Выбрать главу

Что греет, веселит и силы прибавляет,

а после — сладкий сон.

Мир вестницам и радуге.

Начну, однако, с грустного.

Мне радоваться нечем; съела всё,

в рот крошки не попало. Всё раздала весёлым тунеядкам,

а по счетам — сама и виновата.

Надеялась, вымаливала, ожидала,

работала на свой воскресный мир,

где творога стакан, да хлеб, да чай с лимоном,

пожалуйста, несладкий —

всё доступно.

Одна и в праздности. В печали, да на воле.

Стирать лишь; а готовить и не надо; всё купится.

Так годы отошли,

лежат рядком в сосновых домовинках,

по лицам хитроватые улыбки.

Всё вышло навпаки.

Как юная монашенка таскала камни к храму,

так я таскаю пищу. К чему-то мне она.

Размешивать, отмеривать, следить,

да всё равно сожгу, и не хочу готовить.

Лишь голос этот: людям надо есть,

даже когда не просят — люди просят есть,

по всей округе солнечной и лунной,

на Марсе и Венере — просят есть.

Так что несу, разогреваю, мою, раскладываю,

порой сквозь сон, иду, несу тарелки —

ешь, Лисонька, ешь, Петя-петушок.

Пока несу, поэты разворуют.

Обидно; ну да наедятся всласть,

зачем и пища — и зачем готовка.

Мне ж есть невмочь. Зернистый сыр да чай,

всё купится. Да песня не о том.

 

Друзьям

Глубоко в памяти моей друзья мои;

вас люблю, и не звоню, и не прошу прощенья.

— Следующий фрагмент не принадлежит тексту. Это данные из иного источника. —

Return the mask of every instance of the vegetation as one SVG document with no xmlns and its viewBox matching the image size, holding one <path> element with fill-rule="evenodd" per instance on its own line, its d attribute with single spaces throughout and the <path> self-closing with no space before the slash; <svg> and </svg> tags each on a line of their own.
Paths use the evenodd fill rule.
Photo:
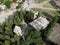
<svg viewBox="0 0 60 45">
<path fill-rule="evenodd" d="M 30 11 L 26 11 L 26 14 L 24 15 L 25 22 L 29 23 L 33 21 L 34 14 Z"/>
<path fill-rule="evenodd" d="M 48 27 L 42 31 L 43 37 L 47 38 L 51 34 L 57 21 L 58 21 L 58 16 L 55 16 L 51 21 L 51 23 L 48 25 Z"/>
<path fill-rule="evenodd" d="M 10 8 L 10 4 L 12 3 L 12 1 L 10 1 L 10 0 L 7 0 L 7 1 L 5 1 L 5 5 L 7 6 L 7 8 Z"/>
</svg>

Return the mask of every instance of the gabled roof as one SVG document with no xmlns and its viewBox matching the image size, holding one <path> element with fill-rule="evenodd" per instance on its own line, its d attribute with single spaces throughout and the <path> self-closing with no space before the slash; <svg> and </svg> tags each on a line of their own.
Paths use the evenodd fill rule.
<svg viewBox="0 0 60 45">
<path fill-rule="evenodd" d="M 49 21 L 44 17 L 39 17 L 29 24 L 39 31 L 41 29 L 45 29 L 49 24 Z"/>
</svg>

Так бывает: руку в благодарность жмут, глаза сверкают,

а потом ни глаз не надо, ни руки,

лишь в голубоватом свете глубже

образ друга, на котором время запеклось.

Не звоню, а помню тяжче; не прошу прощенья.

Что звонки из прошлого; порой гнетут они.

Ухожу от вас; но дружбы нерушимы,

пусть гуляет лебедь в городском пруду.

Это вам, друзья, расти и золотиться

образами над моей могилой.

Что тиха — не верьте; я страшна,

я земля под вами, я волнуюсь.

Россия-Саломея

Так утопленница ходит по дну,

Саломея,

то пяточкой дна достанет,

а что та пяточка дну:

поживее, соня, живее.

То звездой рубина позвякивает,

то гимнасткой без ленты вскакивает,

влечет течение донное,

холодное-холодное.

Танец страны-Саломеи:

утопленница в омуте так

пляшет,

не растёт из ран мак,

никто целины не пашет.

Не в маке и целине страна.

Всё плывёт она,

не достигла дна.

Саломея от танца бледна.

Всё так же — бомжи и соседи,

да автобус китовый едет.

Саломея речную куделю вьёт.

А на лбу стал мартовский лёд.

Веяние

Так зёрна от веянья, так шелуха беззащитна.

Самые слабые, сиюминутные — как зёрна от веянья, зеница всполоха.

Люди, а не стихи — обычная пища Молоха.

Все шелушиные в Лете надкрылия яко шелка,

Силы Небесные у жерновов и на гумне мироздания:

телега стара, лошадка солова.

Изнемогаю от праздности.

Ясность не требует блёсток, блёклость всегда не одета.

Как ясность суметь удержать и как блёклость преодолеть:

сердце размазано с тушью по боку фарфоровому,

капли спадают в единое озеро.

Не переступить через предательство,

шельму не ошельмуешь.

Ложь миловидна, заботлива, в ней сострадание дремлет,

врагиня лишь кукла печальная с дикой мигренью,

черноволосая тварь, о которой печётся сам Бог, как и о каждом из нас.